I wasn't looking at the glasses, but at the people talking. I felt the glasses fold under my hands. My first thought was that the temple had simply folded in, but that couldn't be right... I looked down.
My glasses had broken in half, snapped cleanly at the center of the bridge.
Luckily, I really only need my glasses for reading, working on the computer, and driving. I can see just fine for anything else. (I can even read and work on the computer without them, but it gives me a bit of a headache.) I laughed over the strangeness of it, showed the pieces to Matt and Grampa, and didn't worry about it too much. I figured I'd repair them with crazy glue and/or tape when we got back to Gramma and Grampa's house - I'd look like the quintessential nerd, but it would do until I got back to Williamsburg and could make an appointment with an optometrist. (It's been two or three years since my last vision checkup anyway, so it was overdue.)
Grampa went one better: He soldered my glasses back together. It's not very pretty, but it's holding them together pretty well. I still called an optometrist yesterday, and they had room to squeeze me in yesterday afternoon.
The machine that tests peripheral vision was kindof strange. I'd done one of these tests before, so I knew more or less what to expect, but this one talked to me as I punched the little clicker. Click... click... click... "You're doing fine." Click... click... click... click... "You're doing great!" Click... click... click... "Almost done." It said something about every twenty clicks, and I clicked almost a hundred times for each side.
(By the way, the doctor told me I have excellent peripheral vision.)
I'm an extremely low risk for whatever it is they check when they dialate your eyes, so he didn't dialate mine, which was fine with me. I hate those drops they use for that - it stings. He did put in some drops to numb my eyes, for the glaucoma test, and that about killed me. I hate having anything even near my eyes (I have to close my eyes to put my glasses on, and put drops in the corner of my eyes and let them wash over, rather than right into the eye) and the glaucoma test involves touching this little rod thing right to the iris of your eye. It didn't hurt (that's what the numbing drops are for) but he had to try about twelve times before he could get through my wince. I was right on the verge of full panic mode. My last eye doctor had a test that used a puff of air. That was physically less pleasant, but didn't invoke my eye fear. (Nope. No contacts for me.)
In any case, he implied that wearing my glasses all the time instead of just for reading and using the computer had made my vision worse, and told me my current glasses were actually a little too strong for far-sight activities like driving. The astigmatism in my left eye has gotten significantly worse, so he changed my prescription, and sent me out to talk to the people with the frames.

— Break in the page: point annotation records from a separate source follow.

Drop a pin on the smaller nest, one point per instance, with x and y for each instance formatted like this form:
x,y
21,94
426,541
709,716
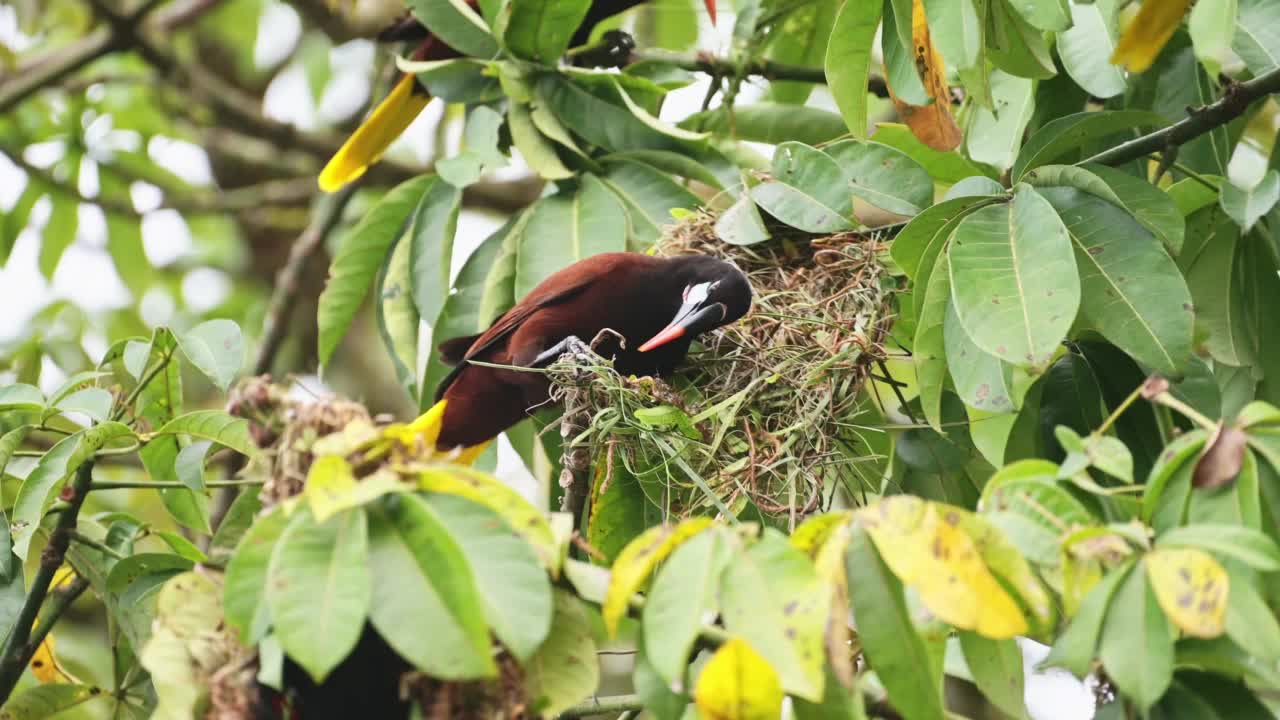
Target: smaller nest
x,y
768,406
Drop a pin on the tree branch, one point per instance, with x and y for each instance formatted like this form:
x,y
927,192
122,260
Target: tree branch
x,y
22,645
768,69
1200,121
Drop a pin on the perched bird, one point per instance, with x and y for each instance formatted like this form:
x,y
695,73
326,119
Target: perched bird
x,y
407,99
656,305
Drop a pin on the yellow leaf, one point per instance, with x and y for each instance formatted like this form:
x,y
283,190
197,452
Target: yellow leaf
x,y
1004,560
493,493
1148,32
1191,588
933,123
737,684
810,536
926,547
329,486
638,559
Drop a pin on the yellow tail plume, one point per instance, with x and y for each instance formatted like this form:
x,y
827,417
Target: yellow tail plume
x,y
374,136
426,428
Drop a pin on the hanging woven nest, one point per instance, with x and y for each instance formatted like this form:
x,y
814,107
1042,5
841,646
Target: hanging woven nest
x,y
766,410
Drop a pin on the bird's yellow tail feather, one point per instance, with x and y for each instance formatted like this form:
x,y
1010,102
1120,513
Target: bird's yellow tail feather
x,y
426,428
374,136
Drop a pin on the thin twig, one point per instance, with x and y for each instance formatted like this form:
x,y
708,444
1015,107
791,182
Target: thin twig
x,y
21,645
768,69
1233,104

The lady sat me at a table while I was still rubbing the numbness in my eyes, and asked what I wanted. "Well," I told her, "I want something smaller and lighter than what I've currently got, I'm very interested in clip-on sunglasses, and I'm allergic to metals." I thought this would be a tall order.
"Oh, you're going to be easy!" she exclaimed, and went off to collect some frames for me to try.
She came back with about half a dozen titanium frames. I commented on the expense, and she nodded sympathetically, but explained that the clip-on sunglasses only come on wire frames, not plastic ones, and promised that the titanium wouldn't trigger my allergies or break nearly as easily as my current set did.
Well, okay. I'd hated painting fingernail polish on the metal parts of my glasses anyway. I narrowed down the bunch she brought me until I'd picked out the ones I thought looked the best. $309. Before lenses.
In the meantime, the lady behind the counter can't get my insurance company's automated system to recognize my social security number. I had to pay up front for everything, and then file a claim with my insurance company to get back whatever I can. (My insurance does cover glasses - a pair of frames every two years and a pair of lenses every year, up to $200, I think.) All I can say is, the insurance company had bloody well better pay up. They increased my premiums last month.
Word of the Day: leitmotiv - a dominant recurring theme; in music, a recurring phrase associated with a person or idea, esp. in Wagnerian drama.
Well, there you go. Eyes have been the leitmotiv of this journal since I started it, and now I've done an entire entry on my eyes. Hope you've enjoyed the redundancy. (By the way, in case you're wondering, I completely forgot to get any pictures to expand the Other Eyes page while I was on vacation. Every time I remembered it, it was an inconvenient time, and then I forgot again by the time it was convenient. Argh.)